CLAUDE.mdexists at the Cowork folder root and names the function, the standards, Skills, Agents, and Scheduled Tasks that make up the configuration — each as an "ALWAYS read X" pointer or a Cowork UI reference. - Every standards pointer resolves. For each "ALWAYS read X for Y" pointer in the Instructions, confirm the file at the pointed-to path exists and is not empty.
- Every declared Skill exists. For each Skill named in the Instructions, confirm the file or folder it points at holds a Skill definition.
- Every declared Agent exists. For each Agent named in the Instructions, confirm the file it points at is present.
- Every declared schedule is registered. For each Scheduled Task listed in the Instructions, confirm it appears in the Cowork Scheduled Tasks panel with the schedule you set, the correct prompt, an output artifact path, and the right approval-gate setting.
- Every pipeline stage has at least one saved file. For each stage in the Pipeline section of the Instructions, confirm the Memory location it writes to holds at least one dated file.
The audit output lists each check with pass / fail / skipped and — for every failure — the specific pointer or registration that did not resolve.
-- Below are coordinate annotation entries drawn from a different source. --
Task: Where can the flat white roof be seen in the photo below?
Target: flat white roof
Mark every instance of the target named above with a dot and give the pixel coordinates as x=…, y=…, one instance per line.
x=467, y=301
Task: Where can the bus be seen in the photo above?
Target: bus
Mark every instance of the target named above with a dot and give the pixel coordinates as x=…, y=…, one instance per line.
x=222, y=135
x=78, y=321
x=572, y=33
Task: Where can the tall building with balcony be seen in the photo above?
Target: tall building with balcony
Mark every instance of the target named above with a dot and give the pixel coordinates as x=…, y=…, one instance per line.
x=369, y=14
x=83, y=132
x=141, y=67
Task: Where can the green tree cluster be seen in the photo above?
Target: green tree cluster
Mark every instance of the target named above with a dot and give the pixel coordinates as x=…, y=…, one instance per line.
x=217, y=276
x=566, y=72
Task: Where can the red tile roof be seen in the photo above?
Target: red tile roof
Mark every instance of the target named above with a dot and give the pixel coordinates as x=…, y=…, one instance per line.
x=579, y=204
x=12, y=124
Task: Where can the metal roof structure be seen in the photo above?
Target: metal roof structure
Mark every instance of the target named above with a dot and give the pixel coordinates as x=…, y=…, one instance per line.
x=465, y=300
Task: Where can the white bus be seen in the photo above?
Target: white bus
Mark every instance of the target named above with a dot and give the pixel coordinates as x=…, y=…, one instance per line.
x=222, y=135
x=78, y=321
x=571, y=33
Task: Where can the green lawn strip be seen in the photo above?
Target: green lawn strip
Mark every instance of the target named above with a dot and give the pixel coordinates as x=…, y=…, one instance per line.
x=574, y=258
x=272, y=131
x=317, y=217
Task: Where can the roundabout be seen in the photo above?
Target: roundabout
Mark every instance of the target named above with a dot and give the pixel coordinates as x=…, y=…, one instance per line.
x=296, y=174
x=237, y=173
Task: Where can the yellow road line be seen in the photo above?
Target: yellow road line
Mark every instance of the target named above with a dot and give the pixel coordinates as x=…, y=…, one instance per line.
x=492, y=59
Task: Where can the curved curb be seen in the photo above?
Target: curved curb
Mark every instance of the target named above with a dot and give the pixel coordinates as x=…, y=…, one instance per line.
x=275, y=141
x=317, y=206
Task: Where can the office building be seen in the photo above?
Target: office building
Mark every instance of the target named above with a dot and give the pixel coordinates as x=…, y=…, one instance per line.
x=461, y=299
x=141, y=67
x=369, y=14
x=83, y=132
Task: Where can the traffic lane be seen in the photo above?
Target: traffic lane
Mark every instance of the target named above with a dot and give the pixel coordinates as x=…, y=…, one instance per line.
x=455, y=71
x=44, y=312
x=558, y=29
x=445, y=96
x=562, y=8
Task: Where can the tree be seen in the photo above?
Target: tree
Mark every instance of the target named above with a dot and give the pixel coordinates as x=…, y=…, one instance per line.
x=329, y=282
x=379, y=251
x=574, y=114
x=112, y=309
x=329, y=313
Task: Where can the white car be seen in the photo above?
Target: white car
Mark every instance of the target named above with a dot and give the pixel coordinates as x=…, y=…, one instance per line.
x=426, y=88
That report is the closer. It is the honest measurement of whether you built a configured workspace or just read about one.
What just changed
You registered three Scheduled Tasks in the Cowork sidebar — a weekly production run, a monthly monitoring scan, a weekly performance report — plus a monthly summary, and you documented the set in the Instructions. You sketched three adjacent functions against the same six Cowork building blocks, confirming each maps onto the same six-step pattern without redesign. You ran the capstone audit and verified every item declared in the Instructions exists as a file or a Cowork UI entry. The Instructions tree above shows the final architecture. The table above names every surface. The pattern named in Section 3 is the approach that produced all of it.
What is next
Six parts ago, you opened an empty Project and started writing context. You authored the Instructions. You wrote the standards. You built the Skills, composed the Agents, wired the pipeline, put the work on the calendar, and audited the complete system against what the Instructions declared. The configuration is not a new setup anymore. It is a pattern library whose instances you can stand up for any function the business needs.
Thank you for building this.
Delegate execution. Never abdicate accountability.